On November 4, 2020, the Court of Criminal Appeals of Texas issued an opinion granting Mr. Dolcefino’s application for writ of habeas corpus, finding that, “After a review of the evidence and arguments, the contempt of court allegation is not supported by the . . . record” and vacating the contempt order under which Mr. Dolcefino was arrested and charged.
Not long before the indictment was issued, the judge was admonished for unrelated misconduct.
On May 13, 2022, the State Commission on Judicial Conduct issued a Public Admonition and Order of Additional Education against Judge Jordan, concluding that Judge Jordan violated several judicial ethics canons, ordering him to obtain 2 hours of instruction with a judicial mentor within 60 days. The admonishment found that Judge Jordan engaged in several unethical behaviors, including:
(1) Summoning several assistant prosecutors into his presence to “communicate to them his displeasure with their failure to treat him with sufficient respect, and to lecture them about criminal contempt penalties that could arise from acts ‘disrespectful of the court.’”
(2) Referring to himself as the “king of his court” and referring to the assistant prosecutors as “hang’ em high prosecutors.”
(3) On at least one occasion, threatening on the record to charge an assistant prosecutor with contempt, for failing to show him proper respect.
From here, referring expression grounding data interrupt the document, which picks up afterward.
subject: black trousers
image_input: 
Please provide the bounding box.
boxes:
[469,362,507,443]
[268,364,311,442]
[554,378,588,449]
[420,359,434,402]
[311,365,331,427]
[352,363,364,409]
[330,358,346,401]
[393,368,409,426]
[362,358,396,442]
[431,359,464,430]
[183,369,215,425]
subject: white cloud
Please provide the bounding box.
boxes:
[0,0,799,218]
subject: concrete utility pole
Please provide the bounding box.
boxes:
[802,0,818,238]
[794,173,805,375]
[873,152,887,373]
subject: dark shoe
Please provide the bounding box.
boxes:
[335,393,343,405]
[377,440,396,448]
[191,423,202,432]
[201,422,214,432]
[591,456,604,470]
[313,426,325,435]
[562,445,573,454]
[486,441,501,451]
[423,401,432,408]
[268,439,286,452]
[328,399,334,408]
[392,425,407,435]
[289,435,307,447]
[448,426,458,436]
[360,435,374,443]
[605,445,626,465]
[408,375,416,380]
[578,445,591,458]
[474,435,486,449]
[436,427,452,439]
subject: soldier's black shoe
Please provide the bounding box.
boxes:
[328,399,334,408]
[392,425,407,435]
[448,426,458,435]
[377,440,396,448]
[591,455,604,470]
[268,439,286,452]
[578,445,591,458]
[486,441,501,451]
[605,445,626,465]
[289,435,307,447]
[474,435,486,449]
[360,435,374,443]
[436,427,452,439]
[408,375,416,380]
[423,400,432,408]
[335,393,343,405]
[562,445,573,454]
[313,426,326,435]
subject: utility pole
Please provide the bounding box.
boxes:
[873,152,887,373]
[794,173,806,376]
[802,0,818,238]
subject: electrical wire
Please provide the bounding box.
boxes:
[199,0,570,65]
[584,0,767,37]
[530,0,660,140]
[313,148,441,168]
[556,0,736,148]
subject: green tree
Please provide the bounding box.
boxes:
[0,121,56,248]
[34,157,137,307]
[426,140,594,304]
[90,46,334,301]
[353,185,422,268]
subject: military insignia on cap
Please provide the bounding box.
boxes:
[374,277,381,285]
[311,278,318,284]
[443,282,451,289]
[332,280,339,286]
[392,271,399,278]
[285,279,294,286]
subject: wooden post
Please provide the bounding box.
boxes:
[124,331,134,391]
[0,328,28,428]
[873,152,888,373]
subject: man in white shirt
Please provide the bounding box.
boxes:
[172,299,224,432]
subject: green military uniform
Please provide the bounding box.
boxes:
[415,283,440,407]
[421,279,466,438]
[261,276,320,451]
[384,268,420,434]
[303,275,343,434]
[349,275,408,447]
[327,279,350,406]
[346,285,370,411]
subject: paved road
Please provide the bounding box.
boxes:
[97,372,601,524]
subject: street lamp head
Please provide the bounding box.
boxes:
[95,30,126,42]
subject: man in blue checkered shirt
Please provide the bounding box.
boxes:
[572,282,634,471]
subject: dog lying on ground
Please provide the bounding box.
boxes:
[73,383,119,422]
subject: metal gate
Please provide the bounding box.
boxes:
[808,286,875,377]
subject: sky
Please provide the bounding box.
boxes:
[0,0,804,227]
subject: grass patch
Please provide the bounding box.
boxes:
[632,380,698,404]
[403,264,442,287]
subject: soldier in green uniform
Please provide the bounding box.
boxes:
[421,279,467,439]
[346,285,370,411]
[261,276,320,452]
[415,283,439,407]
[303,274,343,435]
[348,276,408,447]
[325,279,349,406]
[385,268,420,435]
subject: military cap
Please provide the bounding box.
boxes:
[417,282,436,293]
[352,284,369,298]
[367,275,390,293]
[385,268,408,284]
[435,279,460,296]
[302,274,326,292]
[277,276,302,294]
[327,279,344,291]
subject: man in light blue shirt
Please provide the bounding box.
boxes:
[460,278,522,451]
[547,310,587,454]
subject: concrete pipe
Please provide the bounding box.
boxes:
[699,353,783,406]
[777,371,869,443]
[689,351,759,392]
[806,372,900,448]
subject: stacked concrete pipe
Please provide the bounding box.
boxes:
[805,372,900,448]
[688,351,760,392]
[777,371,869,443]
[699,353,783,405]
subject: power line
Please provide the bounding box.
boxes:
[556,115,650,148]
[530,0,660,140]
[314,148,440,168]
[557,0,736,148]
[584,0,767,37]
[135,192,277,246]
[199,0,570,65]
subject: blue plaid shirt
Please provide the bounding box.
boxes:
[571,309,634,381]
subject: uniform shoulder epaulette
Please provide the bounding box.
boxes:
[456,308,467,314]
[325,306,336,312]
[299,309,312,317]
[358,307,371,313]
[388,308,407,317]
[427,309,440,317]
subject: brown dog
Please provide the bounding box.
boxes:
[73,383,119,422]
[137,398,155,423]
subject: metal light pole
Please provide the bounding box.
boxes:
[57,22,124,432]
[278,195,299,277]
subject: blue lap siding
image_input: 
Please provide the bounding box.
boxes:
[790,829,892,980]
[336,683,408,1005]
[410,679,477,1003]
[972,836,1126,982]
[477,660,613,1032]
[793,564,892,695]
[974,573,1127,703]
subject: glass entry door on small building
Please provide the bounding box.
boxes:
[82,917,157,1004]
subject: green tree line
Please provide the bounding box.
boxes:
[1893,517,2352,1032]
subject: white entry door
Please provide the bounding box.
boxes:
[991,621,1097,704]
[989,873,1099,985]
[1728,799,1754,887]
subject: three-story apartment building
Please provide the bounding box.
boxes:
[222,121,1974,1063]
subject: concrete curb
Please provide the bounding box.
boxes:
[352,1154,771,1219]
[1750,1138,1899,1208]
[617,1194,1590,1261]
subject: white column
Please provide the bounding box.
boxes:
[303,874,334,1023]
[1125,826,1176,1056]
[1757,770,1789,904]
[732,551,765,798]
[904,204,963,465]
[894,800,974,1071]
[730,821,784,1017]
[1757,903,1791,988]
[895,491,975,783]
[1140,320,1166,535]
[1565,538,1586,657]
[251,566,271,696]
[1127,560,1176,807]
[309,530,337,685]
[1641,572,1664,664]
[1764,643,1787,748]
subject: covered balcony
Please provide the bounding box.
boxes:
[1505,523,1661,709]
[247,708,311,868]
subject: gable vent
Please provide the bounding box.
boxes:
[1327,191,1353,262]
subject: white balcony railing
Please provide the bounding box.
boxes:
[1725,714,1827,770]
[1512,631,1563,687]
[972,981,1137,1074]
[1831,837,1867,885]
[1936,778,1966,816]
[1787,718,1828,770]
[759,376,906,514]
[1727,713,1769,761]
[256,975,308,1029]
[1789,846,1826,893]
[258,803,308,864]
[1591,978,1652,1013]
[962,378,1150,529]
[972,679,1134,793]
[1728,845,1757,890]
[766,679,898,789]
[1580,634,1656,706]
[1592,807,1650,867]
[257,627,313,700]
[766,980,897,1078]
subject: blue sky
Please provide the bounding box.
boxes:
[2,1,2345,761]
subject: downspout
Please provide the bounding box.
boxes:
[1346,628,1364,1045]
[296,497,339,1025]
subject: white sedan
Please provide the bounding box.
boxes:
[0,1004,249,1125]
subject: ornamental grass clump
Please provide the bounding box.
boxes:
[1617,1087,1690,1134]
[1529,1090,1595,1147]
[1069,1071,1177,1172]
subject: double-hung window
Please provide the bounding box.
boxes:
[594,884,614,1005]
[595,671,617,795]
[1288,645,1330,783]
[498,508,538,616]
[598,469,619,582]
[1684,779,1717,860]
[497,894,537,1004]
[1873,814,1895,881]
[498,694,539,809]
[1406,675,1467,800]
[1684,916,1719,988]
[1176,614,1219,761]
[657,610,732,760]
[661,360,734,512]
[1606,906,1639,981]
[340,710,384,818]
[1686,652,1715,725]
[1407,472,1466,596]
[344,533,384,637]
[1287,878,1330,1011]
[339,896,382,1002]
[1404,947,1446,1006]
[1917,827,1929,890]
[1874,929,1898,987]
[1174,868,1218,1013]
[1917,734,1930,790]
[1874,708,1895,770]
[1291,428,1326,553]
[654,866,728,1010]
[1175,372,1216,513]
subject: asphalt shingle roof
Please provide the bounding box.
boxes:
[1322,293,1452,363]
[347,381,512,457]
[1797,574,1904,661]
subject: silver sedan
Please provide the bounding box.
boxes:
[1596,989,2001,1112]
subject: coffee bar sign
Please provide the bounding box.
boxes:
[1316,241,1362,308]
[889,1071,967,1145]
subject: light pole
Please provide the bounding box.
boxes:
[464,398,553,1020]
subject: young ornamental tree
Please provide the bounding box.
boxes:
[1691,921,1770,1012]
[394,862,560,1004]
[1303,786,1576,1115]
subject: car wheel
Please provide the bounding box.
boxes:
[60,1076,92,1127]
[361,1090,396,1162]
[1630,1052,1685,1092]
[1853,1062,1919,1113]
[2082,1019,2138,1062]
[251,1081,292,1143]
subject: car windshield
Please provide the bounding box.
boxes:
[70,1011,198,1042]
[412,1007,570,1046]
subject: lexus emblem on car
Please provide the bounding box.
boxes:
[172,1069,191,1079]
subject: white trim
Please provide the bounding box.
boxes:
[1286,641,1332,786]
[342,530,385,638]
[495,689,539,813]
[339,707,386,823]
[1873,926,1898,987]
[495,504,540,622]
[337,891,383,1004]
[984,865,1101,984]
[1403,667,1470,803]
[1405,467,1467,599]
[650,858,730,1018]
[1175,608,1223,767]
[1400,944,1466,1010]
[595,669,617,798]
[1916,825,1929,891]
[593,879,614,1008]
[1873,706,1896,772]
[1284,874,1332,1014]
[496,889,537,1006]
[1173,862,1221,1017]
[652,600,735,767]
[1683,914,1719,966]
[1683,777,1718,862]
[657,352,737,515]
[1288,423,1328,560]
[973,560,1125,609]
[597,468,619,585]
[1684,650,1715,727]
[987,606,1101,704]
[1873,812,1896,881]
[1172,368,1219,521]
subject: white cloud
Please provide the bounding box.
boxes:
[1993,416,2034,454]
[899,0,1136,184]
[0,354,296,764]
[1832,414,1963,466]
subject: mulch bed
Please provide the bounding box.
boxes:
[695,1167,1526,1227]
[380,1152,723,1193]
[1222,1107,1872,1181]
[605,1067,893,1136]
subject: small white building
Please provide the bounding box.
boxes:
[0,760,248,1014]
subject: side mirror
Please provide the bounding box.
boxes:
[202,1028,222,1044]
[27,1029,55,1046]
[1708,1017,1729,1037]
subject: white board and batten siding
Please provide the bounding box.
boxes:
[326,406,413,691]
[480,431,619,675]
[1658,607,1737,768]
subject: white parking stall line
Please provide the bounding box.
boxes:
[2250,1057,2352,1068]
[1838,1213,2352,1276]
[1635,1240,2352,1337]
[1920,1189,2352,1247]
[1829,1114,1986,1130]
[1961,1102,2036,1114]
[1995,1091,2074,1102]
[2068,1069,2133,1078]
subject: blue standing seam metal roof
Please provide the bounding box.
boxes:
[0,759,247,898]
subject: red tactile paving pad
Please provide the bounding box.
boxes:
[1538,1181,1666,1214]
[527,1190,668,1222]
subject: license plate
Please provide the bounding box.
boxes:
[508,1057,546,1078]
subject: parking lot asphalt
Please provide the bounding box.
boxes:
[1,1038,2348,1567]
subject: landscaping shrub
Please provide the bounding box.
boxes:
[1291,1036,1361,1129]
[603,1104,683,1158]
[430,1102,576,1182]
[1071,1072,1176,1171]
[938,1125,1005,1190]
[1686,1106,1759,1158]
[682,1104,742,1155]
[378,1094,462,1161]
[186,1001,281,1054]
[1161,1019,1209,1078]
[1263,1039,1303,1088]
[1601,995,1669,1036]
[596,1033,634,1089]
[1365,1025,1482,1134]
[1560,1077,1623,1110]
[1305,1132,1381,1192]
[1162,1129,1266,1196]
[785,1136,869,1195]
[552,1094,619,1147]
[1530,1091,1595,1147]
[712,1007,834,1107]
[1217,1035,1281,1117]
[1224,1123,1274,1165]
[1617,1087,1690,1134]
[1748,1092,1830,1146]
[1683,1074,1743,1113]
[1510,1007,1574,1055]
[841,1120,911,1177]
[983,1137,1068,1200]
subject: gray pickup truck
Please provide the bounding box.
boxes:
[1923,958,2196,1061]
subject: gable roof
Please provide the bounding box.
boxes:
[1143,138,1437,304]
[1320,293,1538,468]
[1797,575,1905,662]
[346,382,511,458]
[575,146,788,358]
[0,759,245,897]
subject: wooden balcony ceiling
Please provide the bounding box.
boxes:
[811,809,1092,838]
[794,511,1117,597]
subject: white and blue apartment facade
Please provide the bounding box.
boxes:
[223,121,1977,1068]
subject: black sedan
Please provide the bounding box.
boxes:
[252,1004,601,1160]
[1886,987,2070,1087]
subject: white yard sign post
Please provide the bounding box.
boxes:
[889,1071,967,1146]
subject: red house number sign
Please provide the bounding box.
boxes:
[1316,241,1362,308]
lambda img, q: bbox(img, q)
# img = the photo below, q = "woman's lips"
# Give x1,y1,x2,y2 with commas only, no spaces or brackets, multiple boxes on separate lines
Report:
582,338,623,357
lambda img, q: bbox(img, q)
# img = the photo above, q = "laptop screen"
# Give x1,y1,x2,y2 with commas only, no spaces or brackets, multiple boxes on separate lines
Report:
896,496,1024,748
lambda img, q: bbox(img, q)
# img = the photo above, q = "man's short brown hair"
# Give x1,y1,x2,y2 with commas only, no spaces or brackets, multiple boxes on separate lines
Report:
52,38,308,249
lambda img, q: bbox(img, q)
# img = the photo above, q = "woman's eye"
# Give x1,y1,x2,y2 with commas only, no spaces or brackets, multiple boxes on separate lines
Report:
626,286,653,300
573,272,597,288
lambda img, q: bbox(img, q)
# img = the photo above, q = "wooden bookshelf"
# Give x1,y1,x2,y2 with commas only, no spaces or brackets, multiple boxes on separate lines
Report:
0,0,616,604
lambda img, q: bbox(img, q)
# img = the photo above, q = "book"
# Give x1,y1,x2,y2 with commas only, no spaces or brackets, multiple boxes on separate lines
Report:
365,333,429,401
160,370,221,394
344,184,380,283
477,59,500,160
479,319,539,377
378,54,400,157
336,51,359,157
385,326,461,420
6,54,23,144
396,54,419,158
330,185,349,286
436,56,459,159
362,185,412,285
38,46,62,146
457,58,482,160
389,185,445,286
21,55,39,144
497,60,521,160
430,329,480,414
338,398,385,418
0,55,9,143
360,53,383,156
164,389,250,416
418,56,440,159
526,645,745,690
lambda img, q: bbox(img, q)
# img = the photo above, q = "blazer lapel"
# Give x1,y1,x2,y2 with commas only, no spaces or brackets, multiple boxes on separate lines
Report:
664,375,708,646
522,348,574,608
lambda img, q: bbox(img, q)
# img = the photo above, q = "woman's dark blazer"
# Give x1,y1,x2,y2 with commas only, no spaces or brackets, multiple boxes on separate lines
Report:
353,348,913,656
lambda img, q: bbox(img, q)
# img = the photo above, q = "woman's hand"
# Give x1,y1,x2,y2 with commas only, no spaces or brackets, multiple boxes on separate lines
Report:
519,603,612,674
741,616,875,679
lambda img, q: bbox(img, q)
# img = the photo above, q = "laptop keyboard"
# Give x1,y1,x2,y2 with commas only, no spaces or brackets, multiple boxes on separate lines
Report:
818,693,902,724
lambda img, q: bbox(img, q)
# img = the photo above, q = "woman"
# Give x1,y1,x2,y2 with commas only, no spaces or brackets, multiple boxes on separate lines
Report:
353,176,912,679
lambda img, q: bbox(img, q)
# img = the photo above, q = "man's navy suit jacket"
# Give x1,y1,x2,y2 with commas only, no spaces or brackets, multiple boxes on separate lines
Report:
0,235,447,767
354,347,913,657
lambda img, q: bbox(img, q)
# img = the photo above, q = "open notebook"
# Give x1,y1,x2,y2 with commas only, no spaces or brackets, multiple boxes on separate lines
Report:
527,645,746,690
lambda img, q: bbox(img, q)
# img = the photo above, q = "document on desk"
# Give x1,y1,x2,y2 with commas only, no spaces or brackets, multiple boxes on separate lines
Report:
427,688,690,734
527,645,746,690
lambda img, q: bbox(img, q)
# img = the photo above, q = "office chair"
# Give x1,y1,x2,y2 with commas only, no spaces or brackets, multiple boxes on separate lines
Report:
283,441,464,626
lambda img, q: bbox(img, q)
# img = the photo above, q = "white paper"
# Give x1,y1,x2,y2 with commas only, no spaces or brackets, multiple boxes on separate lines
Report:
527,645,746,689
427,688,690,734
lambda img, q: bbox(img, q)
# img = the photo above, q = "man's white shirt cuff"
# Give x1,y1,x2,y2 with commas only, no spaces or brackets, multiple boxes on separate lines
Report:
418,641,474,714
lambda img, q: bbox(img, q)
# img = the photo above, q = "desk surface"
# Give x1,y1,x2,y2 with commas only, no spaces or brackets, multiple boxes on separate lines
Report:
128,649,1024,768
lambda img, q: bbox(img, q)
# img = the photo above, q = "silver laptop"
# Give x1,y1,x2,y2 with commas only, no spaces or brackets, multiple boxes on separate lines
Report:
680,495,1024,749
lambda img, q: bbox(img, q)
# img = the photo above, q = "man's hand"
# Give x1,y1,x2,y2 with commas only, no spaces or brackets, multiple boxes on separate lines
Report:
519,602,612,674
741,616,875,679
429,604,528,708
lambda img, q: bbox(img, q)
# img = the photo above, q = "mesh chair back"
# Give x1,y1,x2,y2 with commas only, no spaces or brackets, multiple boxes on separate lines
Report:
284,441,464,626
At least he faces justice now after being indicted for Official Oppression, right? Wrong.
Posted just today on the Dolcefino Consulting website, Wayne announced that the criminal charge was dropped against Judge Jordan. He wrote that, “Democratic Fort Bend County District Attorney Brian Middleton bailed out a fellow Democratic judge just days after he was indicted by a grand jury for official oppression.”
“This misconduct was caught on tape and the dismissal of the indictment is a miscarriage of justice and we’re not going to let the DA off the hook like he did for Judge Jordan,” Wayne said. He’s now asking for public records from the Fort Bend County DA’s office, including emails, phone records and documents related to the investigation and case.
Apparently, the Ford Bend County DA, Brian Middleton, had been appointed to prosecute the case after the Harris County DAs office recused themselves. Then Middleton, on the Friday before the July 4 holiday weekend, quietly dropped the charges. The official reason given was that he didn’t believe enough evidence existed to prove the allegations beyond a reasonable doubt.
There seems to be a pattern of this happening, where prosecutors apparently are unable to convict public officials for misconduct that is captured with video evidence. If only they were that picky about prosecuting the peasants.